En el tomo II de Perón. Exilio, resistencia, retorno y muerte, (24) cuenta Galasso, tomando declaraciones publicadas en la revista Noticias del 21 de febrero de 2004, que Firmenich dijo:
Lo conocí a Perón en Roma en abril de 1973. Yo estaba con el Negro Roberto Quieto y Roberto Perdía. Era la primera vez que Perón veía a Cámpora después de que hubiera sido electo. Desde que José López Rega nos recibe en la puerta, nos fue hablando pestes de Cámpora y diciendo: «Nosotros tenemos que decirle todo esto al General, en presencia de Cámpora». Supongo que pensaría que éramos más tontos que lo que parecíamos.
De manera similar, Perdía dijo que «Perón no ocultaba su preocupación por la necesaria reconversión de nuestra fuerza, y nos reseñó sucesos históricos para ejemplificar las dificultades para el reintegro a la vida civil por parte de quienes venían de protagonizar una resistencia que incluía actividades militares». (25)
En Montoneros, (26) Roberto Perdía cuenta que, el último día en Madrid, López Rega los invitó a tomar un café en el Hotel Monte Real, cercano a la casa del General. Allí «desplegó su teoría sobre el futuro apelando a la metáfora del guitarrista de Gardel». Lo que les dijo López Rega fue lo siguiente: «El más eximio de esos guitarristas de Gardel murió con él en el accidente de Medellín.
El otro, menos habilidoso, había quedado en Buenos Aires, para reducir los costos de la gira. Eso fue lo que lo salvó. Pero, a la muerte de Gardel y de su mejor guitarrista, este, el menos habilidoso, se ganaría la vida suplantando su menor calidad con la fuerza de su título de El Guitarrista de Gardel». Y cerró la anécdota diciendo que ese era su futuro. Que el General sería presidente y que, a su muerte, lo sucedería Isabel. Entonces, llegaría su momento, porque ejercería el poder a través de Isabel, que era su discípula. Remarcó que, como aquel «guitarrista malo», él suplantaría sus deficiencias con el título de «secretario de Perón».
Finalmente, Perdía reflexiona: «Nosotros no asignamos a esas y otras anécdotas e ideas ninguna significación y valor más que los de sueños de un delirante. Con el tiempo, comprenderíamos cómo nos habíamos equivocado». En esas reuniones, los dirigentes montoneros entregaron las carpetas con sus trescientas propuestas para los cargos públicos y los vetos, que incluían a Antonio Cafiero, lo que no pude dejar de considerar una nueva desconsideración hacia mí, ya que mi amistad con Cafiero era muy conocida. El General, en una comunicación telefónica en la que no se cuidó en los temas que trataba, me comentó que había visto las carpetas de las que ya habíamos hablado (yo lo había informado de inmediato al conocer su existencia), que a mí me ponían como único candidato a ministro del Interior.

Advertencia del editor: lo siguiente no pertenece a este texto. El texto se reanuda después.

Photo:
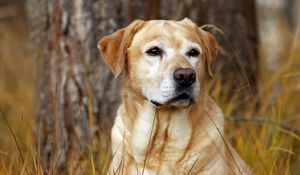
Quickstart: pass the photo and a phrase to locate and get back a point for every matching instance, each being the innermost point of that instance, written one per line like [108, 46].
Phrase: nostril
[184, 76]
[192, 78]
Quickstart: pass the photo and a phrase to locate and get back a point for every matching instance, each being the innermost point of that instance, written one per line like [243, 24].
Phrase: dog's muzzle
[184, 77]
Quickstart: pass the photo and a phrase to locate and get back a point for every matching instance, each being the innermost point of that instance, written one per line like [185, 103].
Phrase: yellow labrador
[167, 124]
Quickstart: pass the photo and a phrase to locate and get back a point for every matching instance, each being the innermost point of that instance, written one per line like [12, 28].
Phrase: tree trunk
[78, 96]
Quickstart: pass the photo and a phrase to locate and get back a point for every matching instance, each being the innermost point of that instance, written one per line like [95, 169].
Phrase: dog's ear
[211, 51]
[113, 48]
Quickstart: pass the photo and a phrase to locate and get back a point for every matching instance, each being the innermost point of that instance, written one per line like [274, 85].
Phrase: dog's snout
[184, 76]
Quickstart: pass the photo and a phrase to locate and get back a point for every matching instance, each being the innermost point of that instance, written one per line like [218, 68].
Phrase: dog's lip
[155, 103]
[180, 97]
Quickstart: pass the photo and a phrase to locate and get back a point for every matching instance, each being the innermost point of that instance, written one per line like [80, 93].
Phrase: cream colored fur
[174, 137]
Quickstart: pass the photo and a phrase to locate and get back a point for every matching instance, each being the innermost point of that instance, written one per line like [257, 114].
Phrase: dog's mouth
[183, 99]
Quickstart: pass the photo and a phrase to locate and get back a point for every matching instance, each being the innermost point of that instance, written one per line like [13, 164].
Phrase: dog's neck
[154, 130]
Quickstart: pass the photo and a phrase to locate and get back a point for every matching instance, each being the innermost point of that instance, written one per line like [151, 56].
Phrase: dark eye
[154, 51]
[193, 53]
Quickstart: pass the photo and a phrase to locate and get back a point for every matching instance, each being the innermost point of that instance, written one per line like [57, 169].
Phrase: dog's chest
[160, 137]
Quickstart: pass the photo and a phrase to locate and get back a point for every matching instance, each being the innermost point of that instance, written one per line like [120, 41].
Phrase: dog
[167, 123]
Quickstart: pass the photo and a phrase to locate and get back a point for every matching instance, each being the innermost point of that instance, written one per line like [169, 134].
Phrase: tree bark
[78, 96]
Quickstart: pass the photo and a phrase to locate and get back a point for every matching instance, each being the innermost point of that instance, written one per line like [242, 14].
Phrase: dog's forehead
[166, 29]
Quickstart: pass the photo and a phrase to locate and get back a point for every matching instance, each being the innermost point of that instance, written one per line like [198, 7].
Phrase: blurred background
[58, 98]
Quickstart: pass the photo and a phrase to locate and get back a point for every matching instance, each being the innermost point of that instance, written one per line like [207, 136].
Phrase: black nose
[184, 76]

Me dijo que iba a ser quizás un poco menos fácil controlar a los muchachos, pero que lo que me encargaba era que no lo soltara a Rodolfo, que impidiera de cualquier manera que lo «encuadraran». Como hablaba sin reservas, le dije la dificultad que veía: Rodolfo no quería quedar subordinado a la «orga», pero había entrado en una especie de competencia, haciéndose cada vez más el duro, por lo que no soltarlo me obligaba a endurecerme yo también, poniendo en peligro la unidad del movimiento.
Es interesante conocer todo esto, porque demuestra el origen de los manejos de López Rega contra Cámpora. No parece haber habido inicialmente una motivación ideológica, sino exclusivamente personal, en su deseo de debilitarlo. Su plan fue siempre llegar a que el General fuera presidente y la Señora, vice. Cuando la salud de Perón se deterioró a partir de febrero, temió que el tiempo no alcanzara y quería quemar etapas. Pero, además, la primera alianza que buscaba era conmigo y con la Tendencia.

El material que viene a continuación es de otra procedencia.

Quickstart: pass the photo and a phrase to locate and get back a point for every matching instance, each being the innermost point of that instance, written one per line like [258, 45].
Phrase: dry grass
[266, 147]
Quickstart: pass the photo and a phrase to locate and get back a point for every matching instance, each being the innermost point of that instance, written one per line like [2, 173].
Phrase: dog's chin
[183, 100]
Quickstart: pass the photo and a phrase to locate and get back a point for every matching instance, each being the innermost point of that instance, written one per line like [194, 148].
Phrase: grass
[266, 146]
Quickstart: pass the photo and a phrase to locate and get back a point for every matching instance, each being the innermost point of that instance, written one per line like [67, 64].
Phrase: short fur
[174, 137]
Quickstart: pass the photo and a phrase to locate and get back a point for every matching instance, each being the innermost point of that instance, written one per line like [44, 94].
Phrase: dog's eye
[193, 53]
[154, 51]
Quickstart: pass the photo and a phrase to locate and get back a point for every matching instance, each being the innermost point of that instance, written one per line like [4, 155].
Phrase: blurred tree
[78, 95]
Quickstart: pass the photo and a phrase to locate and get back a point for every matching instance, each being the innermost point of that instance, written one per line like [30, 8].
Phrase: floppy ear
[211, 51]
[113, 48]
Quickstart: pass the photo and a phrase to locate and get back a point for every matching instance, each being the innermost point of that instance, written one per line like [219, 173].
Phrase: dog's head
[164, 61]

Cámpora regresó a Buenos Aires, y lanzamos la gira para la segunda vuelta, viajando a todos los distritos donde no se había llegado al 50%. Antes de viajar, tuvimos una reunión en su casa, de la que participamos Cámpora, Galimberti y yo. Con Galimberti, le dimos una información completa de lo que estaba pasando en los alrededores del General, y le destaqué el gravísimo error de la audiencia con el papa. Cámpora dijo que mi llamada a Roma había sido una imprudencia, que podía haber sido registrada por cualquier servicio, y que lo que no podíamos tener era un problema con la Iglesia. No hubo caso de hacerlo entrar en razones acerca de lo que iba a suceder.
El día que Cámpora estaba viajando hacia Buenos Aires, había recibido muy temprano en mi casa la inesperada visita de Raúl Lastiri, que luego de pedirme una reserva absoluta me dijo que su suegro, nada menos que López Rega, se había vuelto loco, pero que estaba armando, al parecer con apoyo de la señora Isabel, una intriga para voltear a Cámpora. Me dijo también que él veía complicada la elección en Capital y que le preocupaba, porque era muy injusto que me cargaran a mí el asunto, por la candidatura de Sánchez Sorondo.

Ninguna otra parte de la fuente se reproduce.